Os Galos, hoje em dia, tendo sido integrados na área de intervenção de protecção ao património construído, por iniciativa da autarquia, são, porém, mais conhecidos por servirem de cenário a uma das referências mais expressivas das populares festas do S. João em Braga, a recriação escultórica do baptismo de Cristo e outras citações alusivas à vida do Santo. Aí, junto à ponte – lugar de atravessamentos mais antigos que ligavam a cidade a Guimarães, vislumbrava-se, até há bem pouco tempo, o último moinho de farinha movido pelas águas fluviais, e, mais atrás, os imensos estendais da roupa branca a secarem. De facto, não passaram ainda muitas décadas, desde que o rio Este era lugar de labor das conhecidas lavadeiras da cidade e que o rio Este acolhia uma considerável população de peixes.

Com a expansão da cidade cresceram novas urbanizações compactas junto às margens do rio, como é exemplo a da rua dos Barbosas, mas, pior ainda, muitos dos novos edifícios voltaram para o rio as suas traseiras precocemente degradadas, pelo que a preservação deste apontamento do património construído de Braga reclama urgentemente medidas de reabilitação.

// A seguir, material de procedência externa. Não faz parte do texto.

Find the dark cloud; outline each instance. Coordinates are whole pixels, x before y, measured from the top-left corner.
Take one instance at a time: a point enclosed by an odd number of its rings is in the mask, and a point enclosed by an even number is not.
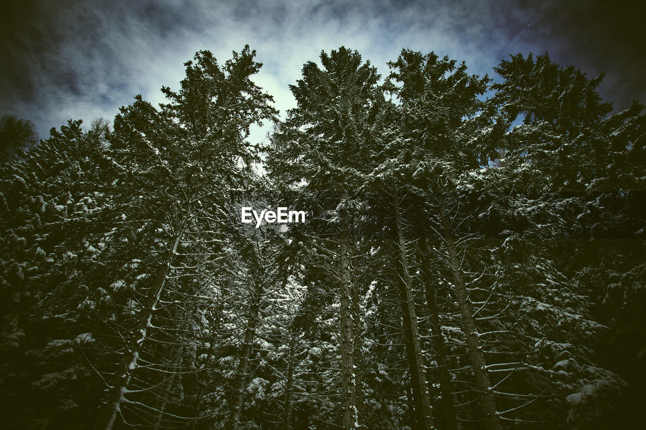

© Miguel Melo Bandeira. Instituto de Ciências Sociais da Universidade do Minho.


Os Galos são, sem margem alguma de dúvida, o mais pitoresco local da cidade de Braga. O rio Este, embora de pequeníssimo caudal, reduzido a um pequeno fio de água após uns verões mais secos – mas com uma torrente forte e violenta no Inverno, tão forte que chegou a causar graves estragos – possibilitou que aqui se criasse um espaço diferente no contexto da cidade.

Não sabemos quando foram construídos neste local os primeiros moinhos. Não há estudos, ainda, nesse sentido. Mas acreditamos que já existam há vários séculos. Já vimos que a cidade era razoavelmente populosa. Precisava de ter um local onde fosse possível moer a farinha necessária ao pão. Se esse local estivesse próximo, tanto melhor, pois assim a farinha não sofreria grandes alterações com o excesso de calor, ou de humidade. E o local escolhido foi o dos Galos. Porque caiu neste sítio a opção não sabemos. Talvez pela ligeira inclinação do terreno aqui existente no curso do ribeiro, que parece ser um pouco mais forte que a do seu restante leito junto a Braga.

Todas as restantes alterações no relevo que hoje vemos e a sua divisão em pequenos canais, é fruto do engenho e saber dos moleiros que o habitaram e habitam. As águas do rio eram antigamente ricas em peixe. No final da década de 50 ainda havia alguns, mas já muito poucos. Recordemo-nos das Memórias Paroquiais, datadas de 1758, e da resposta que o pároco de São Lázaro deu na questão que lhe foi colocada sobre o rio. Segundo ele criavam-se no ribeiro panchorcas, escalos, bastantes barbos e algumas trutas e enguias.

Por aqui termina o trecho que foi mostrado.